Mas a novela não termina assim... O desenrolar dos eventos guardavam mais uma surpresa! Chegando lá...
Já dentro do DETRAN, com tudo encaminhado, na mais perfeita ordem, ninguém se sentindo um “criminoso”... Afinal de contas, quanto vale a palavra de um cidadão brasileiro?
Aqui acho que é cabível dizer que os serviços de emplacamento e renovação de licença, perto do que eram, melhoraram muito, mas muito mesmo. Tá certo... Eles te tomam uma grana mesmo, todo ano, IPVA no Rio é escorchante. Nossa! Eu ainda me lembro dos tempos em que se faziam essas coisas lá na Avenida Francisco Bicalho... Quem aturou aquele lugar lembra, eram experiências inesquecíveis! Faziam de tudo pra você desistir e entregar a documentação nas mãos dos “Zangões”... Melhorou mesmo.
- Faço o que agora tio?
- Agora é esperar imprimir o documento, o verdinho, pegar o lacre vermelho e levar pro cara colocar a placa... Maior moleza... Não falei?
Começou uma agitação atrás do balcão. As meninas iam e vinham... Foi quando soltaram à notícia:
- O problema é geral... O sistema caiu... Um problema com a Telemar. Vamos aguardar até a ordem de protocolar, pra voltar noutro dia.
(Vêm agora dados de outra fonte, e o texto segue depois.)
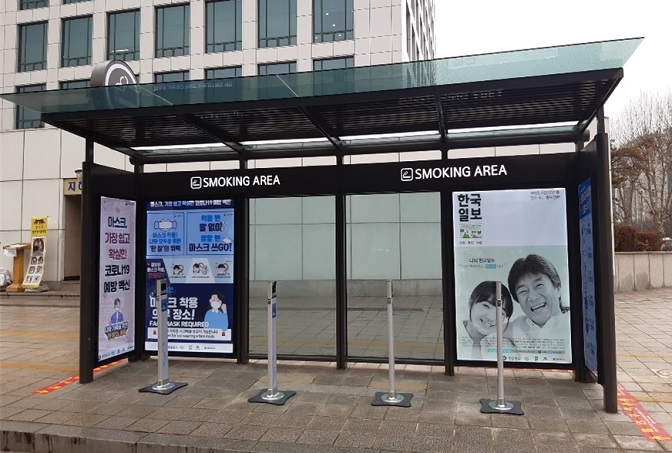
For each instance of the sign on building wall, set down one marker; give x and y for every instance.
(518, 237)
(190, 243)
(116, 292)
(38, 250)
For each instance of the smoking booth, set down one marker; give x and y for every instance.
(442, 176)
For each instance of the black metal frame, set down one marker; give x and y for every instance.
(571, 97)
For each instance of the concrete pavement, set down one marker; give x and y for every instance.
(331, 411)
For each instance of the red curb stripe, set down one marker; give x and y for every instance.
(67, 381)
(640, 417)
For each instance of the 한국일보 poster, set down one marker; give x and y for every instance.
(190, 243)
(116, 298)
(517, 237)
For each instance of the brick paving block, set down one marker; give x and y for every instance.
(245, 432)
(210, 429)
(637, 443)
(595, 440)
(147, 425)
(317, 437)
(351, 439)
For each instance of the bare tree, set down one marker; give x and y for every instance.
(642, 161)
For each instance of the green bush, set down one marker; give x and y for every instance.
(628, 239)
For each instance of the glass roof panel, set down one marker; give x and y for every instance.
(443, 72)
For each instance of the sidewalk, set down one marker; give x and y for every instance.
(332, 410)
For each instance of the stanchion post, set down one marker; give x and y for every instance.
(500, 406)
(391, 398)
(272, 395)
(163, 386)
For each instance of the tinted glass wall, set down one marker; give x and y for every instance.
(292, 240)
(395, 237)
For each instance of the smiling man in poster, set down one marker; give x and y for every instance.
(517, 237)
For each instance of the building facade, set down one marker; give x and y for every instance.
(55, 44)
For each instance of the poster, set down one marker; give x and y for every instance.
(38, 250)
(116, 281)
(518, 237)
(190, 243)
(587, 276)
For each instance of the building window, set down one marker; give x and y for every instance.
(333, 20)
(32, 47)
(76, 43)
(335, 82)
(223, 26)
(27, 118)
(172, 31)
(178, 76)
(73, 84)
(123, 35)
(277, 68)
(277, 23)
(224, 73)
(32, 4)
(333, 63)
Quem tiver com pressa eu posso protocolar logo – falou a funcionária do DETRAN, meio assim que não querendo encarar os olhares do pessoal que estava esperando, no sol, sem um lugar para sentar.
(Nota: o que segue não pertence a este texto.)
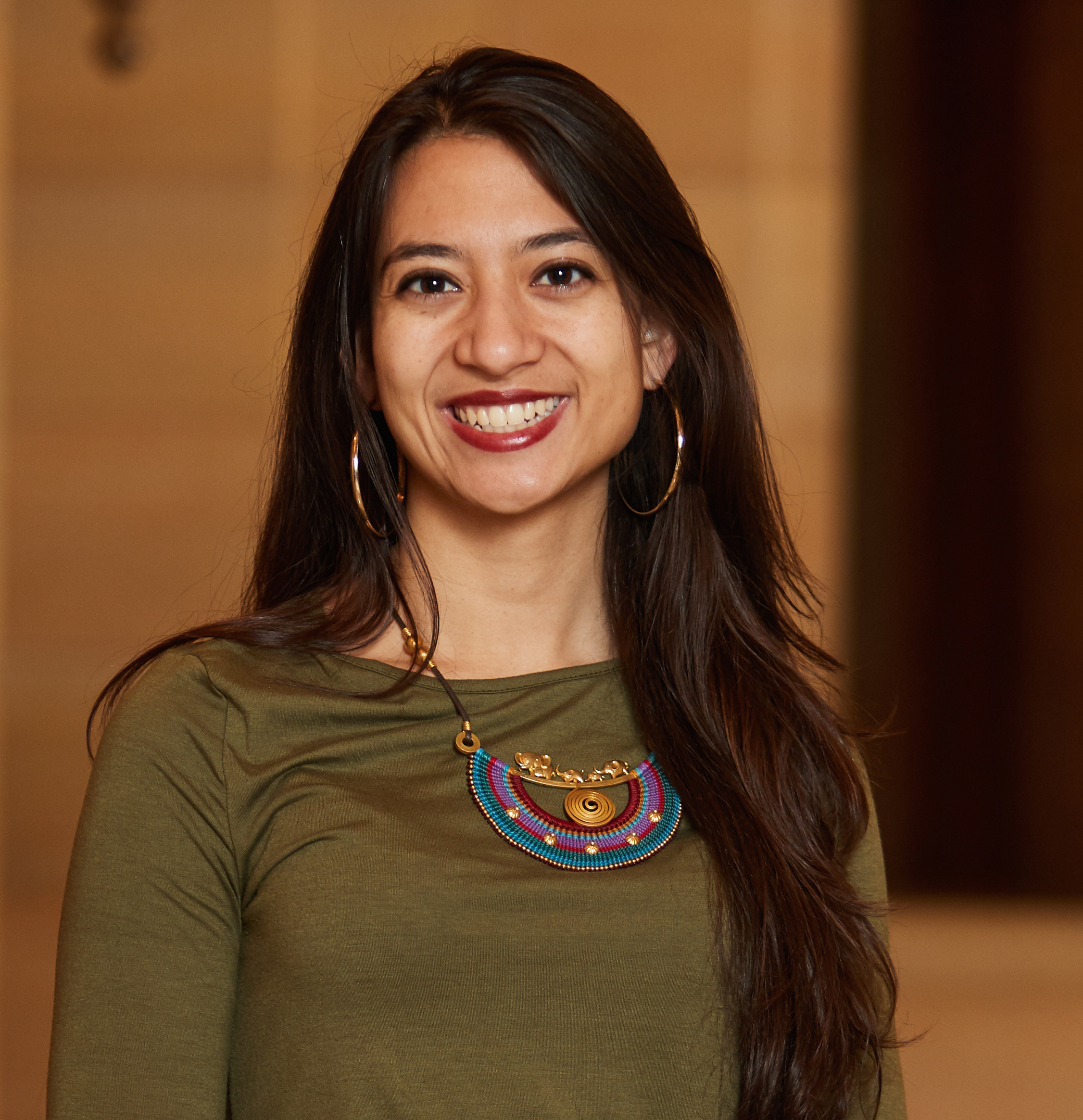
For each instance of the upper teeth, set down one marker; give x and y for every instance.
(508, 418)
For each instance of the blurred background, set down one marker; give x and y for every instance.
(893, 189)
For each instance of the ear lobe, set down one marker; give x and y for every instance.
(659, 352)
(365, 374)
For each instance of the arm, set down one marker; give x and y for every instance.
(151, 926)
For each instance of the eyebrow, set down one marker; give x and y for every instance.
(411, 250)
(556, 238)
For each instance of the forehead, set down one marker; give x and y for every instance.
(467, 190)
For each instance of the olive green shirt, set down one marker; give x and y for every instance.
(285, 903)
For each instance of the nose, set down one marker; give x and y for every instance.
(496, 335)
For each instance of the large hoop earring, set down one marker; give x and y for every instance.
(355, 479)
(677, 470)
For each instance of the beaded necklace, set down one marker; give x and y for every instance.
(595, 837)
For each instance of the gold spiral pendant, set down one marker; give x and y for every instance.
(590, 807)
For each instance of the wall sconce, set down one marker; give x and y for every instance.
(117, 46)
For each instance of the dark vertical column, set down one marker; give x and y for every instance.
(1052, 605)
(962, 586)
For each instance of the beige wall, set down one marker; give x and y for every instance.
(158, 223)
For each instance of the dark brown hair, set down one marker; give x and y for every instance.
(706, 597)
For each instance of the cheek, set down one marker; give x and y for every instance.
(399, 360)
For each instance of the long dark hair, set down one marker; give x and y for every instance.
(706, 598)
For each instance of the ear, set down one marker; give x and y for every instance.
(659, 352)
(365, 374)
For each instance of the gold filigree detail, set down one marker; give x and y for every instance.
(542, 770)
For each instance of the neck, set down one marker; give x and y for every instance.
(516, 593)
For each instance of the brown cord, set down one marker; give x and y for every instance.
(467, 736)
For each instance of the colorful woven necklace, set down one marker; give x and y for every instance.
(595, 837)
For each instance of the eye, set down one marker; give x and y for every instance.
(429, 284)
(564, 276)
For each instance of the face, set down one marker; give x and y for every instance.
(503, 357)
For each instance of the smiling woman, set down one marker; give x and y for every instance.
(522, 494)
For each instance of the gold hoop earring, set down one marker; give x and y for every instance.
(677, 470)
(355, 479)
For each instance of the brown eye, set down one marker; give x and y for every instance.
(563, 276)
(430, 285)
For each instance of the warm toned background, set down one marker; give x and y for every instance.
(154, 223)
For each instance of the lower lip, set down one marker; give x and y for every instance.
(505, 441)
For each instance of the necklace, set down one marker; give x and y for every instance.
(595, 837)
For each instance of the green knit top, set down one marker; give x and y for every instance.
(285, 904)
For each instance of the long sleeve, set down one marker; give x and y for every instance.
(867, 875)
(151, 926)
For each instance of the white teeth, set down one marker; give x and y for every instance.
(513, 418)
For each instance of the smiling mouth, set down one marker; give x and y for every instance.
(506, 418)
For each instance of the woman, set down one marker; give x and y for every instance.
(518, 422)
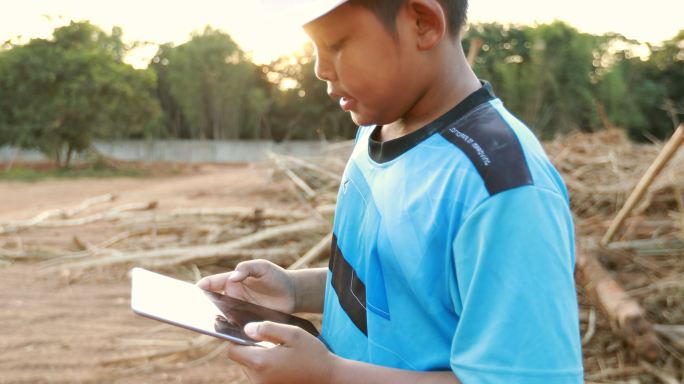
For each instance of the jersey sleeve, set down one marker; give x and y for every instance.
(514, 292)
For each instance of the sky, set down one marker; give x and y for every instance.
(266, 32)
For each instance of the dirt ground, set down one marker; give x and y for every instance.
(56, 329)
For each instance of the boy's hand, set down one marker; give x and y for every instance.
(298, 356)
(256, 281)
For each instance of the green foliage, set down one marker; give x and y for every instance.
(303, 110)
(542, 73)
(58, 95)
(206, 87)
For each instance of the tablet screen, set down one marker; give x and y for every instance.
(186, 305)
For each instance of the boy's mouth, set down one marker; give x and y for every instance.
(347, 103)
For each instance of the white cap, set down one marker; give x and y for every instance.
(305, 10)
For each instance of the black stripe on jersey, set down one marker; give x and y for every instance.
(384, 151)
(492, 146)
(350, 290)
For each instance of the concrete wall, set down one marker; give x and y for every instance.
(186, 151)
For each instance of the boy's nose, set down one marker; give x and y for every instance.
(324, 69)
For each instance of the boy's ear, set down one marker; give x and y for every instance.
(430, 24)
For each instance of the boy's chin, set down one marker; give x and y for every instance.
(362, 120)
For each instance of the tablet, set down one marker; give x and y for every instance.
(185, 305)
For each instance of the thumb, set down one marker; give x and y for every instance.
(251, 268)
(281, 334)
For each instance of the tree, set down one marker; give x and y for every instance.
(300, 106)
(58, 95)
(207, 87)
(543, 73)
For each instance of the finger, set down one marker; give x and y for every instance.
(214, 282)
(251, 268)
(282, 334)
(245, 355)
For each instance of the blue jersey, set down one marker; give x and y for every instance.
(453, 249)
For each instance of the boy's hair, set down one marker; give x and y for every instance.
(386, 11)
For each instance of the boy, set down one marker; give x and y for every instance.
(452, 257)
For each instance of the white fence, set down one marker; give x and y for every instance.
(185, 151)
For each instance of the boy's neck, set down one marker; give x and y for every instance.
(447, 89)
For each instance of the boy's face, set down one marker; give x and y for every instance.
(372, 72)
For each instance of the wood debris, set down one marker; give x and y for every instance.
(631, 327)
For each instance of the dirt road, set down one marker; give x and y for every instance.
(57, 329)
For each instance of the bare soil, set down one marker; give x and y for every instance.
(58, 329)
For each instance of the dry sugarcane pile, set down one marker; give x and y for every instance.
(638, 275)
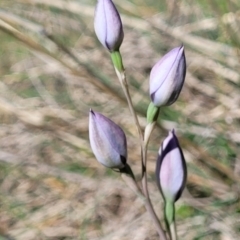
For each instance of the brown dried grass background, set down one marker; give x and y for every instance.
(53, 70)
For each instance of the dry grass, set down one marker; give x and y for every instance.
(53, 70)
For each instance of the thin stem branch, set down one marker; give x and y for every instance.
(147, 202)
(173, 231)
(124, 85)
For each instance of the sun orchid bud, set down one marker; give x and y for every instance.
(167, 77)
(171, 170)
(107, 140)
(108, 25)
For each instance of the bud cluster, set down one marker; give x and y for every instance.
(108, 140)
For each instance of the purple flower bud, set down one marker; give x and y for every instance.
(171, 170)
(107, 140)
(108, 25)
(167, 77)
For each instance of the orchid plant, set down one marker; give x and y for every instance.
(108, 141)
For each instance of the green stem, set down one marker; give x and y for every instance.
(117, 62)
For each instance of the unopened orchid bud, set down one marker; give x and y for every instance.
(108, 25)
(107, 140)
(171, 170)
(167, 77)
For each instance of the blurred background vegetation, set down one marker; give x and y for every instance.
(53, 69)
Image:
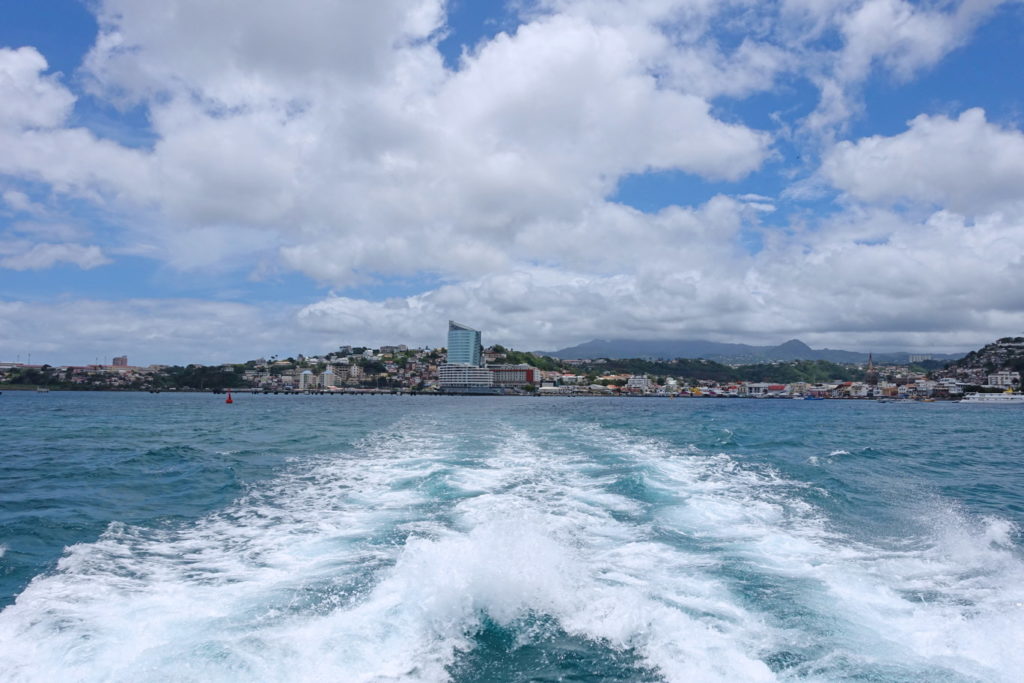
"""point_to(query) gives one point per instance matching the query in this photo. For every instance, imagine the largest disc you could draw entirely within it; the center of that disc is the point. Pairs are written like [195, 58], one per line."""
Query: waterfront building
[638, 383]
[458, 377]
[513, 376]
[464, 345]
[1005, 378]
- Senhora... Senhora... Se não for chatear, posso saber como fica o pessoal que veio pra primeira licença? – Ela deu uma risadinha...
- Vai ter que esperar até voltar o sistema – falou com a maior calma.
- Mas se o sistema não voltar? Hoje é sexta-feira! Já tomei uma dura pra trazer a moto até aqui... Como fico? – ela deu de ombros.
Fiquei até às 16h50min esperando o sistema entrar... Nada!
- Como esse protocolo mesmo diz, ele não garante nada, é só mesmo pra retirar os documentos. A partir de segunda-feira – foi o que tive de ouvir da atendente.
É meu amigo... Espero não ter que contar outra história dessas na próxima etapa. Mas que no rodapé do tal protocolo está escrito um presságio de problemas, isto está mesmo: “ESTE PROTOCOLO NÃO PODE SER UTILIZADO JUNTO A AUTORIDADE POLICIAL COMO COMPROVANTE DE REGULARIZAÇÃO”.
- #$&*ŧδЩٹيٸ... Brasileiro sofre mesmo! – tive que resmungar baixinho – Se tivesse um DETRAN em meu município não tinha que passar esse aperto todo.
Na viagem de volta... Nada aconteceu! Viu como estatística funciona mesmo? Agora tenho que fazer os cálculos da segunda etapa.